I'm currently learning C and also some datastructures such as binary search trees etc. I have trouble understanding HOW exactly changing pointer values within a function works in some cases and in others doesn't... I'll attach some of my code I wrote. It's an insert function which inserts values in the correct places in the BST (it works as it should). I tried working with pointers to pointers to be able to change values withing a function. Even though it works, im still really confused why it actually does. I don't quite understand why my insert function actually changes the BST even though I only work with local variables (tmp, parent_ptr) in my insert function and I don't really dereference any pointers apart from " tmp = *p2r " in the insert function.

Thanks for helping out.

#include <stdio.h>
#include <stdlib.h>


struct TreeNode{
    int val;
    struct TreeNode *left;
    struct TreeNode *right;
};

struct TreeNode** createTree(){
    struct TreeNode** p2r;
    p2r = malloc(sizeof(struct TreeNode*));
    *p2r = NULL;
    return p2r;
}

void insert(struct TreeNode** p2r, int val){
    // create TreeNode which we will insert
    struct TreeNode* new_node = malloc(sizeof(struct TreeNode));
    new_node -> val = val;
    new_node -> left = NULL;
    new_node -> right = NULL;
    //define onestep delayed pointer
    struct TreeNode* parent_ptr = NULL;
    struct TreeNode* tmp = NULL;
    tmp = *p2r;
    // find right place to insert node
    while (tmp != NULL){
        parent_ptr = tmp;
        if (tmp -> val < val) tmp = tmp->right;
        else tmp = tmp->left;
    }
    if (parent_ptr == NULL){
        *p2r = new_node;
    }
    else if (parent_ptr->val < val){ //then insert on the right
        parent_ptr -> right = new_node;
    }else{
        parent_ptr -> left = new_node;
    }
}

int main(){
    struct TreeNode **p2r = createTree();
    insert(p2r, 4);
    insert(p2r, 2);
    insert(p2r, 3);
    return 0;
}

Solution

  • Let's analyze the approach step by step.
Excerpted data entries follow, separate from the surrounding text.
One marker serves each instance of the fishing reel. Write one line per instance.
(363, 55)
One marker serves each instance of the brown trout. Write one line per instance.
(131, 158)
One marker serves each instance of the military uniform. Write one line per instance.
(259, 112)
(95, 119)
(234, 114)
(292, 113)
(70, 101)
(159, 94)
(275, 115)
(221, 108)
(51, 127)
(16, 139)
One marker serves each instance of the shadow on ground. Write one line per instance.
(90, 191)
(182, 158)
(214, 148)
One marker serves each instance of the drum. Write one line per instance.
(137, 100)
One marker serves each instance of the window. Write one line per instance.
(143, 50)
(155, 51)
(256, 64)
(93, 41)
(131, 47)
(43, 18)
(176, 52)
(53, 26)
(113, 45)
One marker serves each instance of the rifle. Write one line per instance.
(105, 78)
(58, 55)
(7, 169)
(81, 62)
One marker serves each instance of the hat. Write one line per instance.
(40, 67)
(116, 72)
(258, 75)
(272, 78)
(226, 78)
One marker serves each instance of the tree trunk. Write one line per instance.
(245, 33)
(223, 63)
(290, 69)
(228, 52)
    At first we consider the following simple program.

    #include <stdio.h>
    #include <stdlib.h>
    
    struct TreeNode{
        int val;
        struct TreeNode *left;
        struct TreeNode *right;
    };
    
    void create( struct TreeNode *head, int val )
    {
        head = malloc( sizeof( struct TreeNode ) );
        
        head->val   = val;
        head->left  = NULL;
        head->right = NULL;
    }
    
    int main(void) 
    {
        struct TreeNode *head = NULL;
        
        printf( "Before calling the function create head == NULL is %s\n",
                head == NULL ? "true" : "false" );
                
        create( head, 10 );
        
        printf( "After  calling the function create head == NULL is %s\n",
                head == NULL ? "true" : "false" );
                
        return 0;
    }
    

    The program output is

    Before calling the function create head == NULL is true
    After  calling the function create head == NULL is true
    

    As you can see the pointer head in main was not changed. The reason is that the function deals with a copy of the value of the original pointer head. So changing the copy does not influence on the original pointer.

    If you rename the function parameter to head_parm (to distinguish the original pointer named head and the function parameter) then you can imagine the function definition and its call the following way

    create( head, 10 );
    
    //...
    
    void create( /*struct TreeNode *head_parm, int val */ )
    {
        struct TreNode *head_parm = head;
        int val = 10;
        head_parm = malloc( sizeof( struct TreeNode ) );
        //...
    

    That is within the function there is created a local variable head_parm that is initialized by the value of the argument head and this function local variable head_parm is changed within the function.

    It means that function arguments are passed by value.

    To change the original pointer head declared in main you need to pass it by reference.

    In C the mechanism of passing by reference is implemented by passing an object indirectly through a pointer to it. Thus dereferencing the pointer in a function you will get a direct access to the original object.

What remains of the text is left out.